1. Derzeitige Rechtslage
De lege lata haben deutsche Arbeitnehmer aktuell weder einen Rechtsanspruch auf Telearbeit noch auf Homeoffice noch auf mobiles Arbeiten, es sei denn, entsprechende Ansprüche ergeben sich aufgrund individueller arbeitsvertraglicher Zusage oder aus kollektivrechtlichen Regelungen (Betriebs-/Personalvereinbarung oder Tarifvertrag vgl. Schlamp SPA 2022, 1; Müller a.a.O., 45, 46; Picker ZFA 2019, 269). Auch eine Verpflichtung des Arbeitgebers, unter Verhältnismäßigkeitsgesichtspunkten bei einer Änderungskündigung wegen Betriebsverlagerung eine Tätigkeit im Homeoffice oder Mobile Office anbieten zu müssen, besteht grds. nicht (vgl.
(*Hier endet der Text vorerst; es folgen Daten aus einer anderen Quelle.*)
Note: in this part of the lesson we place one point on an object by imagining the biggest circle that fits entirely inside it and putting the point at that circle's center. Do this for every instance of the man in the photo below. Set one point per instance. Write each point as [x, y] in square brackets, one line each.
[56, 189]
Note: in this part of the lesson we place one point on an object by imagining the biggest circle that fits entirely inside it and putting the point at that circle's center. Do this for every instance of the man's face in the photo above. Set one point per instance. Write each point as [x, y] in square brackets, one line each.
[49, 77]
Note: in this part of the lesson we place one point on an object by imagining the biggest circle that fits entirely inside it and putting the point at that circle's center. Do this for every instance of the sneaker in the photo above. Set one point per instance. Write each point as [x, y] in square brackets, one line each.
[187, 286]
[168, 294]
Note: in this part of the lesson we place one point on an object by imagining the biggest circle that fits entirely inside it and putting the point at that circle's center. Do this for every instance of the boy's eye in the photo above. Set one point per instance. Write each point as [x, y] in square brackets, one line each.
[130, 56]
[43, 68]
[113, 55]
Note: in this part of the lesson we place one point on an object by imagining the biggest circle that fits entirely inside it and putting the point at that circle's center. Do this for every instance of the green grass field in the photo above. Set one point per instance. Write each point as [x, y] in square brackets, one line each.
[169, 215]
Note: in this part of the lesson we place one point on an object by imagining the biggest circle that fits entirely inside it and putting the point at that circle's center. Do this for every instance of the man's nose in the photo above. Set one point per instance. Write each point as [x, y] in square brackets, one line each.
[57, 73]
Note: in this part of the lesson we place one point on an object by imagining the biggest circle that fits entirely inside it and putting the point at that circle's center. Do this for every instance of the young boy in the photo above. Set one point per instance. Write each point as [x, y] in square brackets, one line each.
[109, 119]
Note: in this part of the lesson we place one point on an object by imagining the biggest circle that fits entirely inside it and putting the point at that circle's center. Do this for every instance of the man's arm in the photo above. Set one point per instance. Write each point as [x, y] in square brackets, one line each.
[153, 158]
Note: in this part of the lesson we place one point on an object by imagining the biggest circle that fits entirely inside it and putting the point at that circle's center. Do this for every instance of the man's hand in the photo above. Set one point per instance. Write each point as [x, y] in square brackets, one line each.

LAG Berlin-Brandenburg, Urt. v. 24.3.2021 – 4 Sa 1243/20, BB 2021, 2231; ArbG Köln, Urt. v. 20.5.2021 – 8 Ca 7667/20, juris, m.w.N.).
Einen Sonderfall regelt § 16 Abs. 2 BGleiG. Danach haben die Dienststellen der Bundesverwaltung und der Gerichte des Bundes i.R.d. dienstlichen Möglichkeiten den Beschäftigten mit Familien- oder Pflegeaufgaben auch Telearbeitsplätze, mobile Arbeit oder familien- oder pflegefreundliche Arbeitszeit- und Präsenzzeitmodelle anzubieten (zu Telearbeit und Homeoffice im öffentlichen Dienst Hahn öAT 2018, 202; zu § 164 Abs. 4 S. 1 SGB IX im (Einzel-)Fall schwerbehinderter Menschen und einem Anspruch auf Homeoffice Müller DB 2019, 1624, 1625).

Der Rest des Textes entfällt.